I'm teaching a home-schooled 13 year old some physics and chemistry, and last night's experiment was an attempt to measure the density of air.
Using an electronic balance that has proved pretty reliable, and weighs things up to several tens of grams to a precision of +/- 0.01 g, we weighed an empty balloon in a little cardboard platform (total about 7g).
Then we inflated it by blowing into it and weighed it again.
The weight difference was 0.3g.
We then captured the air as follows, using:
- a large bowl of water
- a 1l plastic kitchen measuring jug, calibrated in 50ml increments
The jug was filled with water by dipping under the surface in the bowl, and held inverted with the rim about 1cm below the surface of the water.
The air was released from the balloon under water, capturing it in the inverted jug, stopping the flow and refilling the jug with water when 800ml had been collected each time.
Total volume of air collected: 4000 ml, +/- 200 ml.
This gives a density of:
(1,000,000 / 4000) x 0.3 = 75g per cubic meter.
Whereas the accepted density of dry air is more like 1.3 kg per cubic meter.
So my result is a factor of 17 too small!!
My method was fairly crude, but there is clearly a colossal error here.
Certainly exhaled air is wet, and warmer than ambient, with more carbon dioxide and less oxygen, and hence of a different density - but not by a factor of 17!
Collecting the air under water could also have introduced errors - however, with each jugful of water I was careful to ensure that once I'd collected each lot of 800ml of air, the water level inside the jug was the same as the water level in the bowl, so that the air inside the jug would be pretty close to ambient atmospheric pressure. Again, errors here would be a few percent, not a huge factor!

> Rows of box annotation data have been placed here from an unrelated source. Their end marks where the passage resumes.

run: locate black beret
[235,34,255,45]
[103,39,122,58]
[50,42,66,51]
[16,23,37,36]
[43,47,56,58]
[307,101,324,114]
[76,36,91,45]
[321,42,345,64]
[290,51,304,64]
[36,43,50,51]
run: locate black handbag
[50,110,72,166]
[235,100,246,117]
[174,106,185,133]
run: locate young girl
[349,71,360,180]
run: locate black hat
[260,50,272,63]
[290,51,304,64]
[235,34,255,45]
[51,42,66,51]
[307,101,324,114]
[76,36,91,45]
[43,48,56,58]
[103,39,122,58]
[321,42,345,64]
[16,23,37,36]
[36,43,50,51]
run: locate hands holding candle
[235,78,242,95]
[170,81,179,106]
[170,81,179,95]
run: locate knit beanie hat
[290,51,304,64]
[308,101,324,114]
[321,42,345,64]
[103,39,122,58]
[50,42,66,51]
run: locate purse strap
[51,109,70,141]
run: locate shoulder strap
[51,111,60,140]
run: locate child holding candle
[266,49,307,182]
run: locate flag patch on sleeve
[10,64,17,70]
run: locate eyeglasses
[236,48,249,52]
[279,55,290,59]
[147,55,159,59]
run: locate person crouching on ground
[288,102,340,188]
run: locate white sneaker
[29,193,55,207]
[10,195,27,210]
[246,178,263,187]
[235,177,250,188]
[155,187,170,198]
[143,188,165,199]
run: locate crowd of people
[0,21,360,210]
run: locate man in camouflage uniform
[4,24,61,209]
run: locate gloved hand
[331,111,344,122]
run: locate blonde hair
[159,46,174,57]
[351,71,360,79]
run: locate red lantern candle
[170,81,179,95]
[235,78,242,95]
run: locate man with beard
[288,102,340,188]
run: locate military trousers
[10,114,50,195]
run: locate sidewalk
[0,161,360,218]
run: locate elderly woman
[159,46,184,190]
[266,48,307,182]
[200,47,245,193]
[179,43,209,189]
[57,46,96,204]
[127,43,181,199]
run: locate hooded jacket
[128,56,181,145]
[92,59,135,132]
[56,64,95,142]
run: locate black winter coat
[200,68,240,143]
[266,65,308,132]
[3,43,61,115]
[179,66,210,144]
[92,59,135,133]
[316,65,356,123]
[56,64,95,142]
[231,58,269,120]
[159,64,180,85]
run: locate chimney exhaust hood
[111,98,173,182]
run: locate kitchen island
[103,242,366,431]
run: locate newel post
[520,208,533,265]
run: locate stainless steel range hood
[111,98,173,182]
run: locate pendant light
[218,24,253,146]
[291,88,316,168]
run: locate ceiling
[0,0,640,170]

I think the pressure in the balloon is irrelevant - the contained air weighs whatever it weighs - it's the collected volume that's important, not the volume in the balloon.
So, what am I doing wrong?
Edit to describe updated method:
Having recovered from my embarrassment at failing to do this properly the first time, some may be interested in a repeat of the experiment which has yielded a much better result:
I cut the valve out of a bicycle inner tube and glued it into the lid of a 2 litre pop bottle, having first drilled a suitable hole in the lid through which to poke the valve.
This enabled me to pump the bottle up to about 25 psi with a bicycle pump.
This time, unlike the balloon, the bottle stretches only very slightly under pressure, so the extra weight really is the extra weight of the air.
We collected the weighed extra air over water as before to measure its volume. 2.65 g air had a volume of 2.4 l.
The density came out as 1100 g/m3, which isn't too far from the accepted value of 1225.